Oleh : Ahmad Sastra
Psikologi adalah ilmu yang mempelajari
perilaku dan proses mental manusia, termasuk bagaimana pikiran, perasaan,
motivasi, serta interaksi sosial memengaruhi cara kita bertindak. Secara umum,
psikologi berfokus pada pemahaman tentang bagaimana individu berperilaku,
merasakan, dan berpikir dalam berbagai situasi.
Psikologi mempelajari apa yang mendorong individu
untuk melakukan suatu tindakan.
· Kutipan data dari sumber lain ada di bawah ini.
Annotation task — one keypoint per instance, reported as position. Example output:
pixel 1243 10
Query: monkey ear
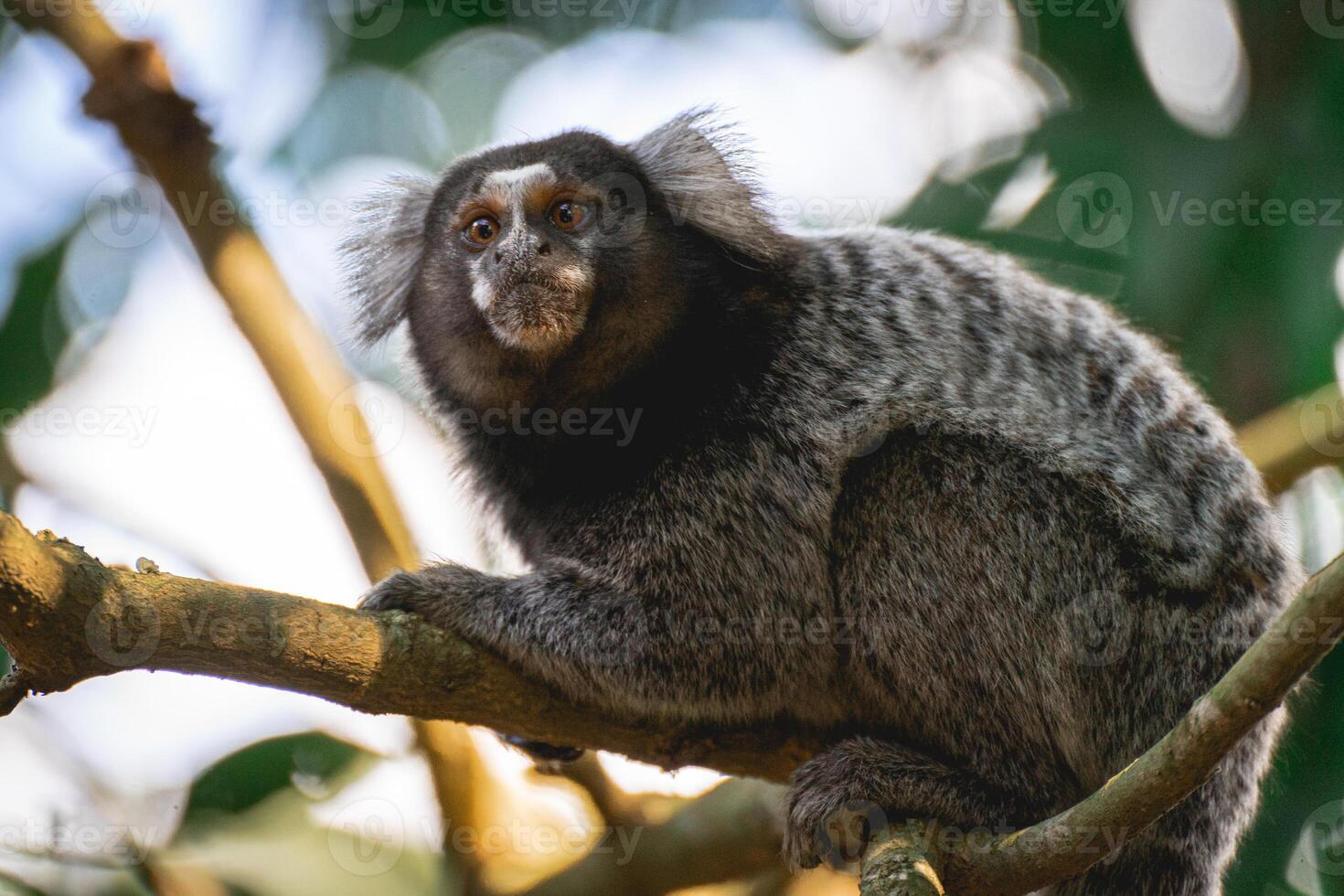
pixel 382 252
pixel 705 175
Ini bisa berupa motivasi intrinsik (dorongan
dari dalam diri, seperti rasa ingin tahu) atau motivasi ekstrinsik (dorongan
dari faktor eksternal, seperti hadiah atau pengakuan).
Emosi adalah respons psikologis yang kompleks terhadap
rangsangan. Psikologi mempelajari bagaimana emosi memengaruhi perilaku kita,
serta bagaimana kita mengelola dan mengekspresikan perasaan.
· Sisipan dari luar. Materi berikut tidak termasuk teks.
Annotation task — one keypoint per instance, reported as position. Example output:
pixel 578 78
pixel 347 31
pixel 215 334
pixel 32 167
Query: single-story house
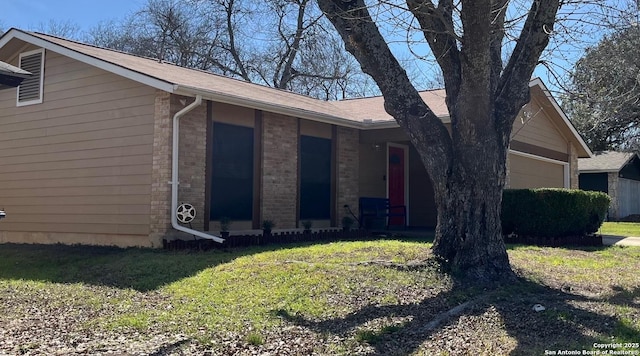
pixel 90 150
pixel 617 174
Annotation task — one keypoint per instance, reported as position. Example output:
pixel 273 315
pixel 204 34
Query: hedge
pixel 552 212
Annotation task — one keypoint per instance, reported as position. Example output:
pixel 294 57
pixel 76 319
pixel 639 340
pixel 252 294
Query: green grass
pixel 620 229
pixel 252 291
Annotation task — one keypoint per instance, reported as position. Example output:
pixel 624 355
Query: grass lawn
pixel 620 229
pixel 371 297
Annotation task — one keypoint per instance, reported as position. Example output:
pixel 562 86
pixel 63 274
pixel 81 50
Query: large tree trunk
pixel 468 234
pixel 467 167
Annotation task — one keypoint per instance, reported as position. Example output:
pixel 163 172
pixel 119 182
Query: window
pixel 315 178
pixel 232 172
pixel 30 91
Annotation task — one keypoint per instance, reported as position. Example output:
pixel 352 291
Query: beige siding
pixel 80 162
pixel 527 172
pixel 536 128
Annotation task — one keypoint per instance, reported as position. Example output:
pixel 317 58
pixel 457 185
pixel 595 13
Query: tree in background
pixel 285 44
pixel 603 99
pixel 486 52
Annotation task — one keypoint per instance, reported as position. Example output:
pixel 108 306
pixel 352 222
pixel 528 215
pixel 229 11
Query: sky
pixel 31 14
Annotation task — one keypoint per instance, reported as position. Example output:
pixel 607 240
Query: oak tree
pixel 603 99
pixel 484 94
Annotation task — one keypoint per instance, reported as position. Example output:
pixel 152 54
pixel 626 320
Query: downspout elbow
pixel 174 173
Kepribadian adalah pola konsisten dalam cara seseorang
berpikir, merasakan, dan berperilaku. Psikologi kepribadian mempelajari
bagaimana sifat-sifat ini berkembang dan bagaimana mereka memengaruhi interaksi
sosial serta kehidupan sehari-hari.
Persepsi adalah cara kita menginterpretasikan
informasi yang kita terima dari dunia sekitar. Psikologi persepsi mempelajari
bagaimana indera kita bekerja untuk memberi makna pada lingkungan kita.
Psikologi belajar berkaitan dengan bagaimana individu
memperoleh pengetahuan dan keterampilan baru. Ini termasuk teori-teori seperti pengkondisian
klasik dan pengkondisian operan, yang menjelaskan bagaimana kita belajar
melalui pengalaman dan penguatan.
Psikologi adalah ilmu yang sangat luas dan
beragam, mencakup berbagai pendekatan untuk memahami bagaimana manusia
berperilaku, berpikir, dan merasakan. Dengan pendekatan ilmiah, psikologi
berusaha untuk menjelaskan, memprediksi, dan mengubah perilaku manusia dalam
berbagai konteks, dari individu hingga masyarakat luas.
Menurut Syed Muhammad Naquib al-Attas, seorang pemikir
dan cendekiawan Muslim terkemuka, pandangan beliau mengenai psikologi manusia
sangat dipengaruhi oleh pendekatan Islamic philosophy atau filsafat Islam yang
lebih holistik, berfokus pada konsep kesatuan antara tubuh, jiwa, dan roh.
Dalam pandangan al-Attas, psikologi manusia tidak hanya memandang perilaku atau
reaksi individu terhadap rangsangan eksternal, tetapi juga bagaimana keduanya
terkait dengan esensi spiritual dan moralitas.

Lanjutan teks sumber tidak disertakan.